Figure 2 A illustration of XuperModel

3.3 Smart cache of XuperModel

In order to get the read-write sets for contracts at runtime, a smart cache is provided for each contract when it is being pre-executed. This cache is read-only to state DB and it can generate read-write sets and results for contract pre-execution. Meanwhile, it can also be used for contract verification. The cache consists of four parts, a write-set instance, a read-set instance, a state DB reference and a penetration flag marked whether query can be penetrated to DB.

When pre-executing a contract, the penetration flag is set to be true, and the bridge gets a cache for the contract, through which the data in state DB can be read, and the data queried will be cached in the read-set of the cache. Also, the contract can write data, and the data written will take effect in the write-set of the cache. After pre-execution, the read-write sets can be fetched together from the cache and returned to the client side.

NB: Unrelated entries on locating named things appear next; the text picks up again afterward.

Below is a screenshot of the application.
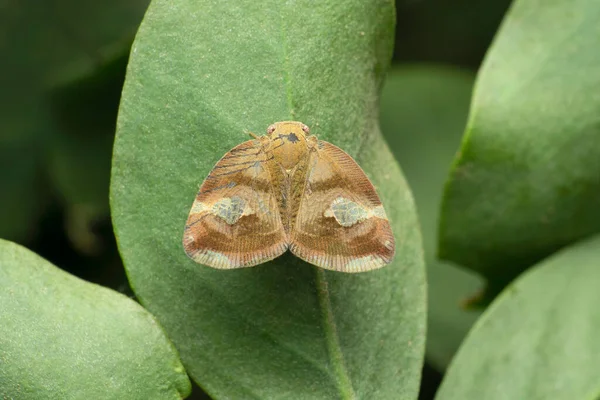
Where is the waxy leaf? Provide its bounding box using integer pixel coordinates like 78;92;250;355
381;64;482;370
0;240;190;400
111;0;425;400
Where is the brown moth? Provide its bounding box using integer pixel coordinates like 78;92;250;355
183;121;395;272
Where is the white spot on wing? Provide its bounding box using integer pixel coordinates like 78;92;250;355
210;196;254;225
371;205;387;221
324;197;387;228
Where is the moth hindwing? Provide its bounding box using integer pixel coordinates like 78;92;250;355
183;121;395;272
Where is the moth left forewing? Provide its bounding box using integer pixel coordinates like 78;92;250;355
183;140;288;269
290;141;395;272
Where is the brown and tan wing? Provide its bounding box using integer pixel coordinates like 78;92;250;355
183;140;288;269
290;141;395;272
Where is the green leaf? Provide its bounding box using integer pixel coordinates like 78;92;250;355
436;236;600;400
440;0;600;284
0;0;148;241
111;0;425;399
381;65;481;370
0;240;190;400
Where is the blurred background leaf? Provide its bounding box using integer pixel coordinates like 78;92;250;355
436;236;600;400
0;239;190;400
440;0;600;294
381;64;482;371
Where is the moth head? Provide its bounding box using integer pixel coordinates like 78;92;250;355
267;121;309;169
267;121;310;141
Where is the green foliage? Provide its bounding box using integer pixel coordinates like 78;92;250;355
440;0;600;287
436;236;600;400
111;1;425;399
0;240;190;400
381;65;481;370
0;0;600;400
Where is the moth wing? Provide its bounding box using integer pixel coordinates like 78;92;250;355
290;141;395;272
183;140;288;269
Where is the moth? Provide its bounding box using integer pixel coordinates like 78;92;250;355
183;121;395;272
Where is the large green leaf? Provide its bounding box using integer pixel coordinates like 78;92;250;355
111;0;425;399
381;65;481;370
440;0;600;283
0;240;190;400
436;236;600;400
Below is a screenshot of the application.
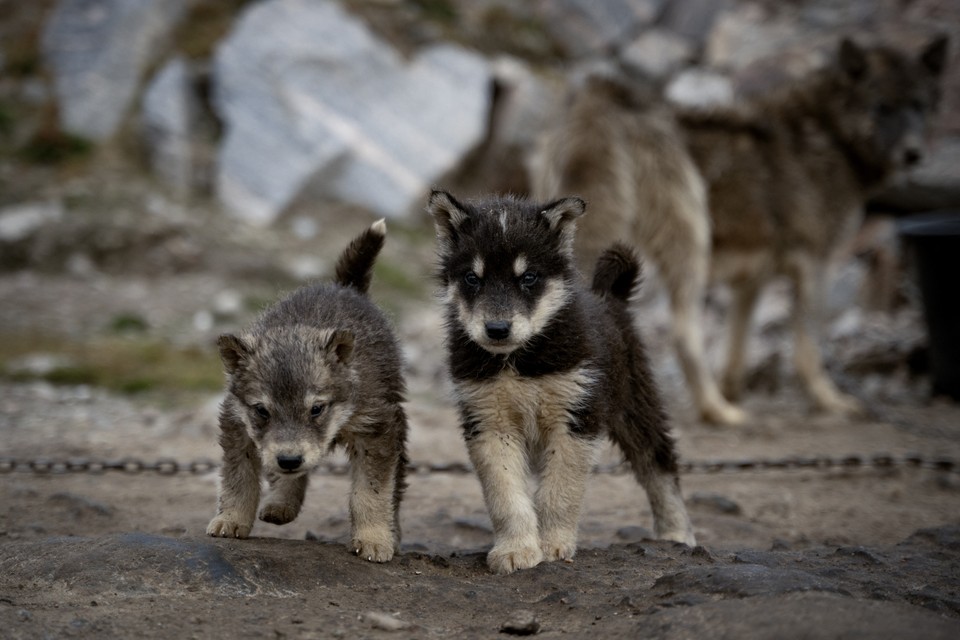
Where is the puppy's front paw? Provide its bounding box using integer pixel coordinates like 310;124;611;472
259;503;300;524
487;543;543;575
207;513;253;538
350;529;396;562
540;534;577;562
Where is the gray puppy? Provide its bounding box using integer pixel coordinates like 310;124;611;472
207;220;407;562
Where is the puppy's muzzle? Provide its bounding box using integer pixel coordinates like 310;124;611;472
483;320;510;340
277;454;303;471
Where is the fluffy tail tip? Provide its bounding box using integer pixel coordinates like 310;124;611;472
592;243;643;302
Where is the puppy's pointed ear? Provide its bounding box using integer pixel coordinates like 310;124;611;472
427;190;470;253
838;38;870;81
540;198;587;256
324;329;354;364
920;35;950;76
217;333;253;375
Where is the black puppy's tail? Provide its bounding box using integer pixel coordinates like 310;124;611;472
592;242;643;302
334;219;387;293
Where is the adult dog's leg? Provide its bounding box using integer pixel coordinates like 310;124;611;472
789;254;863;415
723;279;761;400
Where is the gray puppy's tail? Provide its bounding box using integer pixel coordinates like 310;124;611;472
334;219;387;293
592;242;643;302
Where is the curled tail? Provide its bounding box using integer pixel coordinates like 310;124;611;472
334;219;387;293
592;242;643;302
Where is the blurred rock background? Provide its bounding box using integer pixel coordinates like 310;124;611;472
0;0;960;408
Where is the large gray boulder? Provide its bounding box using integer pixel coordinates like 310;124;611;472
213;0;490;224
42;0;192;141
141;57;201;195
536;0;664;58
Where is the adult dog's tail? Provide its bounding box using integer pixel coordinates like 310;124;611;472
334;219;387;293
592;242;643;302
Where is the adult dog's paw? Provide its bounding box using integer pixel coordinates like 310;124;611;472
207;514;253;538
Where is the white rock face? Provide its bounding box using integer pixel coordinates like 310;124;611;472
214;0;490;224
42;0;190;141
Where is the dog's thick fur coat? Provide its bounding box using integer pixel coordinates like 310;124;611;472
533;38;947;423
207;220;407;562
428;191;694;573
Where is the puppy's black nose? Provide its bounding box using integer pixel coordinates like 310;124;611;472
484;320;510;340
277;455;303;471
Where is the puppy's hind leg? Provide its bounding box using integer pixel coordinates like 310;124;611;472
610;402;696;546
534;427;599;561
347;436;403;562
207;409;260;538
260;473;310;524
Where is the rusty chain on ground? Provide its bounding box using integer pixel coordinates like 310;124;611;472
0;453;960;476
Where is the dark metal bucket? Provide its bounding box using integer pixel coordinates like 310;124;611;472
899;210;960;401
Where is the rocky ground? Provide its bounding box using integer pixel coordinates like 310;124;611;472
0;192;960;638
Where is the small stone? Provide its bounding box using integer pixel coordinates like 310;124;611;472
500;610;540;636
361;611;413;631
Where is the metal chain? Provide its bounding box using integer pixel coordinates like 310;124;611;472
0;453;960;476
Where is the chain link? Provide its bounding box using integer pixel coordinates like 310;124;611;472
0;453;960;476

When verifying a contract, the penetration flag is false, the verification node generate a new cache instance initialized according to the transaction’s read-write sets. The node will execute the contract again, but the contract can only read data from the read-set prepared. Similarly, data writing only takes effect in the write-set of the cache instance.

To illustrate the cache, consider a contract call. XuperChain call a contract by launch a transaction. The smart cache is generated as a three-level storage object when contracts are pre-executed. Assuming that the contract invoke a Get operation with variable name as parameter, the cache will first read the corresponding data from the its write-set, if not found, then from its read-set, and if still not, then from the DB and record variable name and version in read-set. When verifying contracts, the cache is generated as a two-level storage object. Assuming verifying a contract which invokes Get operation, the cache will first read the latest data from the write-set, if not found, then from the read-set.

Figure 3 A illustration of XuperModel’s Cache

3.4 Transaction conflict processing

We mentioned earlier that the smart cache can extract the read-write set generated by the smart contract pre-execution, which is an important part of the transaction information. In XuperChain, a read-write set consists of a read-set and a write-set. Where, the read set is composed of tuples: {variable name, data version}, which reflects the variable state read when the contract is running, and the write set is tuples: {variable name, data value}, which represents the change to the state database after the contract is executed.

The data version is a tuple: {RefTxid, RefOffset}, indicating the id of the last transaction that modified the variable and the output offset of the transaction. The id of a transaction is the sha256 digest for all the fields of the transaction. The data version in Hyperledger Fabric [3] is also a tuple, but its version is made up of {BlockHeight, TxNumber}, so Fabric cannot support immediate availability of unconfirmed transaction output.

When a node receives a transaction, it first constructs a temporary cache with the read-write set carried by the transaction to verify that the result of the smart contract execution is correct. After passing this check, it verifies that the version of the variable in the read-write set is consistent with the version recorded in the local state database, and if not, it rejects the transaction. It is worth noting that XuperChain requires that all variable names that exist in the write-set must be given the corresponding data version in the read-set, if the variable has no value before, the version field should be left blank. In addition, if there is a read-write set conflict between a transaction in the local unconfirmed transaction pool and a confirmed transaction in the block, the unconfirmed transaction will be rolled back. With a clear read-write set, the rollback action is to restore the variables in the write-set to the previous version declared in the read set.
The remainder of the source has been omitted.